A Scottish Pacific survey of more than 500 Australian SME owners in 2013 revealed that cash flow was one of their top three concerns. SMEs are constantly seeking flexible finance solutions to offset cash flow issues.

According to Mr Smith, many SMEs may not have raised invoices from December 20 to mid-January, meaning cash receipts into their bank accounts will be seasonally low around the end of February and into early March. Even strong, well established businesses can find themselves tight for cash to meet their February Business Activity Statement payments.

Scottish Pacific’s 8 tips to help with cash flow

1. Speed up the collections cycle: Improving debtor days - the average time taken by customers to pay invoices - can have a dramatic impact on cash flow. For a business turning over $10 million, reducing debtor days from 60 to 55 days achieves a cash inflow in excess of $135,000. Debtor days can be reduced by making sure invoices show all the relevant information required by the customer to make payment, sending timely reminders and putting in place a disciplined reminder call program.

2. Take deposits on large orders so that there is no need to outlay for large production costs upfront.

3. Consider all working capital options including debtor finance: Debtor finance involves taking an advance on money that is already owed to the business. Ideal for businesses that sell to other businesses on standard trade credit terms, debtor finance is particularly useful for labour intensive businesses where wages have to be met well ahead of payment receipts.

4. Closely monitor stock to maintain optimum levels: Having too much stock on the floor can impact and deplete available cash reserves. Stock at risk of becoming obsolete should be sold off – even cheaply – to turn it into cash.

5. Negotiate with suppliers for longer payment terms to retain cash in the business.

6. Consider offering clients discounts for early payment, trading off against a potential reduction in borrowing costs.
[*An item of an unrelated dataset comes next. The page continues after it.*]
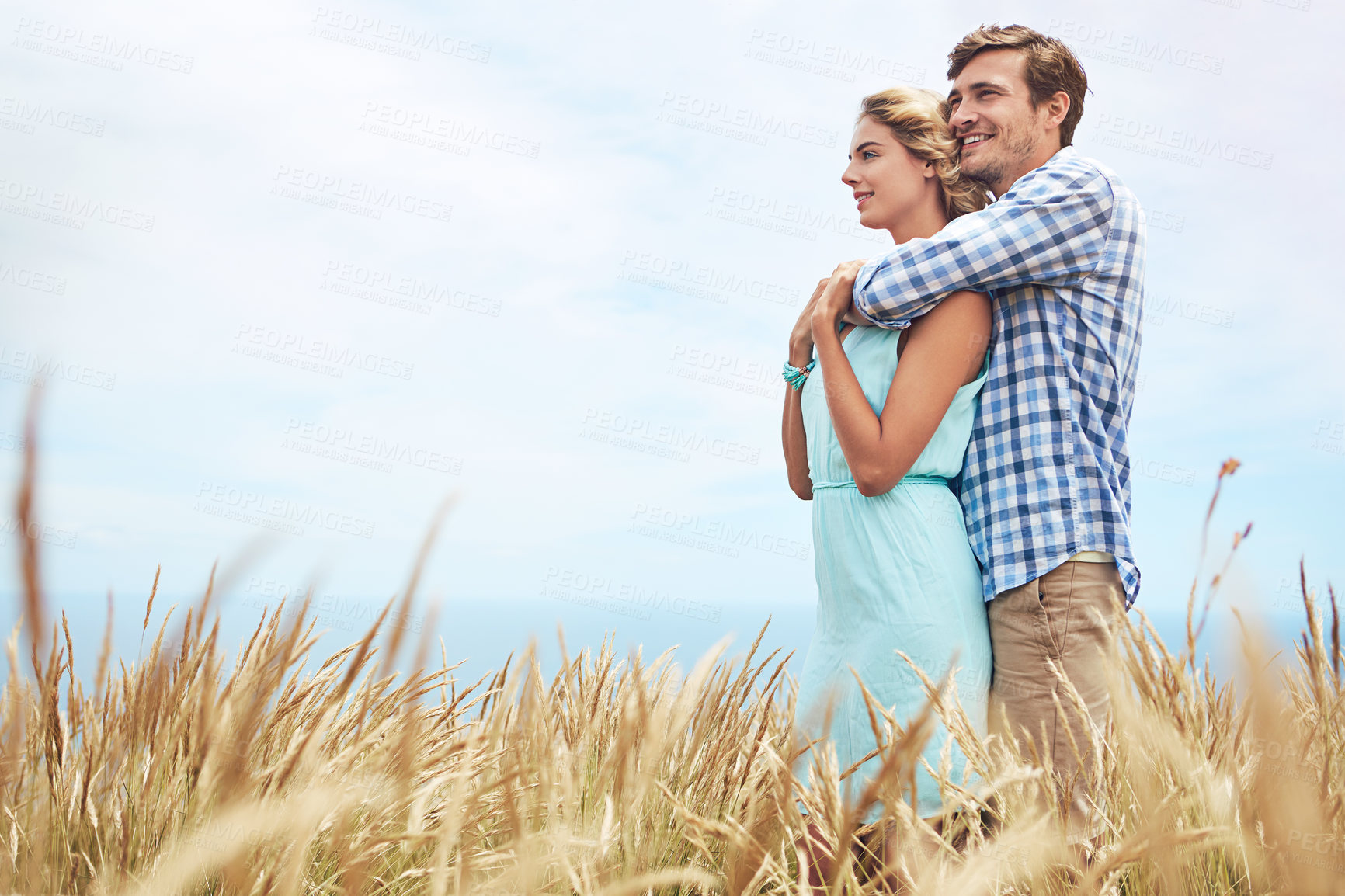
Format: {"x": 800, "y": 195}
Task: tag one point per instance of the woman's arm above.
{"x": 793, "y": 435}
{"x": 944, "y": 350}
7. Assess whether it is cost-effective to restructure borrowings; one could remove the reliance on real estate security by taking out facilities such as debtor finance.
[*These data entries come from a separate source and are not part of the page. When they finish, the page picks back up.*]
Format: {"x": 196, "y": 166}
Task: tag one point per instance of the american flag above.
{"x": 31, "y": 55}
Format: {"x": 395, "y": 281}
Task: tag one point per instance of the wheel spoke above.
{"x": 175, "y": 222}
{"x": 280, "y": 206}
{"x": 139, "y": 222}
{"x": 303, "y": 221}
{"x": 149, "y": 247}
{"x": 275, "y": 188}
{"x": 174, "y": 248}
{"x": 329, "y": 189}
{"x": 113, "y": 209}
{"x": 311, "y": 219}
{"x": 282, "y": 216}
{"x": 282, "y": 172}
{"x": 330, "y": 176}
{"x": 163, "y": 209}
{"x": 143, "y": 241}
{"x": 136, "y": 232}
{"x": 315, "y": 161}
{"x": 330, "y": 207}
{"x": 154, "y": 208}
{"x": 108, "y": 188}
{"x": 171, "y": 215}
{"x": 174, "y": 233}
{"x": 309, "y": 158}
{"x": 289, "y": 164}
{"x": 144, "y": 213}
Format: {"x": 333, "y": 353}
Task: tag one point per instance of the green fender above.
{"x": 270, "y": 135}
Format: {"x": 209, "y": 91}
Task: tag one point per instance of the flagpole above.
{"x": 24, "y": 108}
8. Consider trade finance, a working capital tool available to importers that provides capital to bridge the gap between paying suppliers and getting paid by customers.

Access to working capital is key for SMEs

Mr Smith said the ability to manage cash flow is crucial to SME success, as is access to working capital. He observes that finding working capital to fund the growth of a business is the primary reason SMEs seek out Scottish Pacific.
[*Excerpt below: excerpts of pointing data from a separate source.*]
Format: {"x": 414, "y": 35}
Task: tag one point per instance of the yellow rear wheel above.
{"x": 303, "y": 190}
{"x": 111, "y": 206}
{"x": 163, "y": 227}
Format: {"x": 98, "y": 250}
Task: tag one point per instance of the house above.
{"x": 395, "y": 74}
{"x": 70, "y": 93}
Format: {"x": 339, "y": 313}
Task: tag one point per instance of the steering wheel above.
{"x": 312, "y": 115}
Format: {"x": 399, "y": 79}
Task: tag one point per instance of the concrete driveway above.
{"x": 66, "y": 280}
Debtor finance provides a flexible cash flow facility that can pay a business up to 80% of the value of its invoices within 24 hours, with the balance provided on payment by customers.

Over the past 25 years, debtor finance has become a mainstream funding option for SMEs in Australia, with the take-up accelerating significantly over the past 10 years. There are currently more than 4500 Australian SMEs, with combined annual revenues of $65 billion, using debtor finance.

The latest figures from the Debtor and Invoice Finance Association of Australia and New Zealand (DIFA) indicate that debtor finance provides an estimated $7 billion in credit lines to Australian businesses, up from around $3 billion a decade ago.